Laurent Désiré Kabila est venu avec des armes. Ses victoires étaient facilitées par le combat mené sur terrain par l’Union pour la démocratie et le progrès social (Udps).
En dehors de son esprit nationaliste, M’zee a ignoré les opposants trouvés sur terrain. Il a rejeté leur proposition de demander la facture aux soldats étrangers qui l’ont porté au pouvoir.
Il procéda lui aussi aux arrestations et relégations. Et le peuple déchanta. La suite est connue. Certains de ses proches galèrent actuellement, méconnaissables. Pourtant!

Prématuré de continuer à énumérer la liste. Le revirement après l’alternance pacifique et démocratique intervenue a laissé des stigmates.
Si certains félicitent Joseph Kabila d’avoir évité le bain de sang en renonçant au pouvoir, d’autres par contre l’accusent d’avoir détruit le pays en complicité avec ses collaborateurs. Parmi les frustrés du régime passé, se trouve le président du mouvement « Éveil patriotique », pasteur Pascal Mukuna, qui dit détenir déjà plus de 80% des preuves accablantes de détournements, de corruption, des biens et comptes dans les paradis fiscaux des dirigeants du régime précédent. Pascal Mukuna affirme avoir collaboré avec la CPI et les Américains pour d’imminentes arrestations de plusieurs personnalités du Front commun pour le Congo (FCC).
La suite risque d’être aussi ignominieuse comme pour respecter la règle des politiciens congolais qui ont oublié la leçon du paquebot Titanic.

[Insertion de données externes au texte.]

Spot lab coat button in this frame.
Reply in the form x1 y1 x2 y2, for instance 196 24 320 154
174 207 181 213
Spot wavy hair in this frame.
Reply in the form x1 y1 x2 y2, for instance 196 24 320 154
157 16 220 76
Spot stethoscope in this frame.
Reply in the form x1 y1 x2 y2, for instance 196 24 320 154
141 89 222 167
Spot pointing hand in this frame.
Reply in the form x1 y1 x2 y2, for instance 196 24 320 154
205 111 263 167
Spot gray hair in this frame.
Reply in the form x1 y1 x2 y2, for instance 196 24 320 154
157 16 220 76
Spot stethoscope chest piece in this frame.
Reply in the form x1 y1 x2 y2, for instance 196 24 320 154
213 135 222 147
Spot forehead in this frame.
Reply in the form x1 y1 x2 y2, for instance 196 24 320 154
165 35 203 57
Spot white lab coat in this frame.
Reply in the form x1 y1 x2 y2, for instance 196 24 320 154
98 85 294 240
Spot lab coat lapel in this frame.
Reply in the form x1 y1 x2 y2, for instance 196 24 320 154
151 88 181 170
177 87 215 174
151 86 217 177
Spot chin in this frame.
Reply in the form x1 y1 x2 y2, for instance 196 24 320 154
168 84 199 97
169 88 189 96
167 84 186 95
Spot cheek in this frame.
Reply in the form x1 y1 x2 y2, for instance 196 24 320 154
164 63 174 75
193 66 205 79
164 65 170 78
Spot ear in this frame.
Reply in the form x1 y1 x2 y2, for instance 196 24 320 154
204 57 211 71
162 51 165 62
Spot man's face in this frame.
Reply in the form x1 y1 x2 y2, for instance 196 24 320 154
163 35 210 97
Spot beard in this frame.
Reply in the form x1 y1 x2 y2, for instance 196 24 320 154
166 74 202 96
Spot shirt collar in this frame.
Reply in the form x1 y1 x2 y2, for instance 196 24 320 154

L’omniprésent directeur du Chef de l’État semble se retrouver aussi dans le pétrin. Même si son sort n’est pas d’avance connu, Vital Kamerhe est coffré à Makala,
nonobstant son rang, sa réputation, son ars dicendi (l’art de convaincre, de bien dire).
Il est accusé de détournement de fonds destinés au programme d’urgence de 100 jours du président Félix Tshisekedi.
Les images de ses neveux circulent sur les réseaux sociaux, exhibant des millions de dollars. Authentique ou montage ? Très précoce d’y répondre pour l’instant.
Est-il que certains membres de sa famille sont invités ou recherchés par la justice.
Ce qui est évident, ce dossier est une tâche d’huile pour le président de l’Union pour la nation congolaise (UNC).

Mieux faire en son temps

La liste n’est pas exhaustive. Parce que nous parlons du Titanic, ce paquebot ne disposait pas de canots de sauvetage en nombre suffisant, et l’équipage n’avait jamais été entraîné à gérer ce type d’événement. Le comportement du commandant Edward Smith avait aussi été dénoncé, notamment parce qu’il avait maintenu le paquebot à une vitesse trop élevée compte tenu des conditions de navigation. Exactement avec les politiciens congolais. Pendant leur temps de gloire, ils volent, pillent, tuent, marginalisent et clochardisent la population. Pourtant, « le peuple d’abord », répétait le feu Tshisekedi, peut leur servir de leitmotiv.
Les dirigeants congolais font du mal au peuple alors qu’ils savent qu’ils n’ont pas de bouées de sauvetage. Ils oublient que le peuple a le dernier mot.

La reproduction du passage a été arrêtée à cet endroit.